Numbers seem to indicate power and popularity. I think Jesus’ disciples thought that about numbers too. In Mark’s gospel, which we’re reading at Mass these days, Jesus begins his ministry in Capernaum before an enthusiastic crowd. At the end of his first day, the whole town gathers at the door of Peter’s house and word reaches out to other towns and places that a prophet has come. The numbers go up. (Mark 1, 21-34)

But then enthusiasm dies down as Jesus’ authority is questioned. His own hometown, Nazareth, takes a dim view of him; religious leaders from Jerusalem and the followers of Herod Antipas cast doubts about him. Gradually, Capernaum and the other towns that welcomed Jesus enthusiastically turn against him. His numbers go down.

His disciples must have wondered why. Why are the numbers going down? It didn’t make sense.

Jesus’ answer comes in today’s gospel. God‘s working in this world, the kingdom of God is coming, but human beings are mostly unaware of it:
“This is how it is with the Kingdom of God;
it is as if a man were to scatter seed on the land
and would sleep and rise night and day
and the seed would sprout and grow,
he knows not how.
Of its own accord the land yields fruit,
first the blade, then the ear, then the full grain in the ear.
And when the grain is ripe, he wields the sickle at once,
for the harvest has come.” (Mark 4, 28-34)

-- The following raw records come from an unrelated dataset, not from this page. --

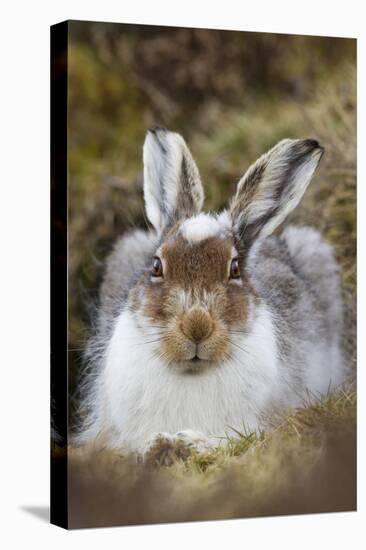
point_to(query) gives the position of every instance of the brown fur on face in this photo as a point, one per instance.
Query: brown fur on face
(195, 301)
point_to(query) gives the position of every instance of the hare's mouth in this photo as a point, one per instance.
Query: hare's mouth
(194, 365)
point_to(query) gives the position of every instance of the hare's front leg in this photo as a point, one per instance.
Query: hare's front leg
(164, 449)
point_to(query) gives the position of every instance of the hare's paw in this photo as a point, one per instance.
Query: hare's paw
(164, 449)
(196, 441)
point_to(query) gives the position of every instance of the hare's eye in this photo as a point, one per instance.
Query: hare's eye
(157, 268)
(234, 269)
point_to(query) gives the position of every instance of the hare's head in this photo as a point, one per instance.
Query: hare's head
(196, 290)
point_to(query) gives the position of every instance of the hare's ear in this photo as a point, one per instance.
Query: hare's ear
(172, 184)
(273, 186)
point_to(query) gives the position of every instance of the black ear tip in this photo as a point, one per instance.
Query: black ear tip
(156, 129)
(313, 144)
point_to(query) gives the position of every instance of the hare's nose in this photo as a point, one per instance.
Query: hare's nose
(197, 325)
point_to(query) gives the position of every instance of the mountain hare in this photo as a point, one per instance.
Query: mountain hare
(207, 322)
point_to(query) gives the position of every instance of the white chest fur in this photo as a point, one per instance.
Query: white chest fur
(139, 395)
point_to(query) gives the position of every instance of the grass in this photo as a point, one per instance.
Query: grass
(305, 460)
(306, 464)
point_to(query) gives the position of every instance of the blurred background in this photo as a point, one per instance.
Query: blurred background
(232, 95)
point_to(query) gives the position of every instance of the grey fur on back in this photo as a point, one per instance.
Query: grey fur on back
(294, 273)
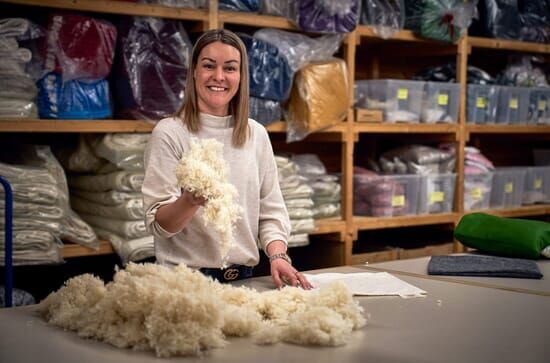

A greater power is at work in the scattered seed; but we know little about how it grows. The seed takes time, with its own law of growth; a great harvest will come, but still there’s mystery.

Meanwhile, we worry about numbers. Why are a growing number of Americans– giving up going to church or synagogue? Why are there so few vocations to our religious communities? So many of the good things in this world seem to be diminishing.

What can we do? Treasure the seed we have, scatter it as we can, look into the signs of the times. The Kingdom of God comes.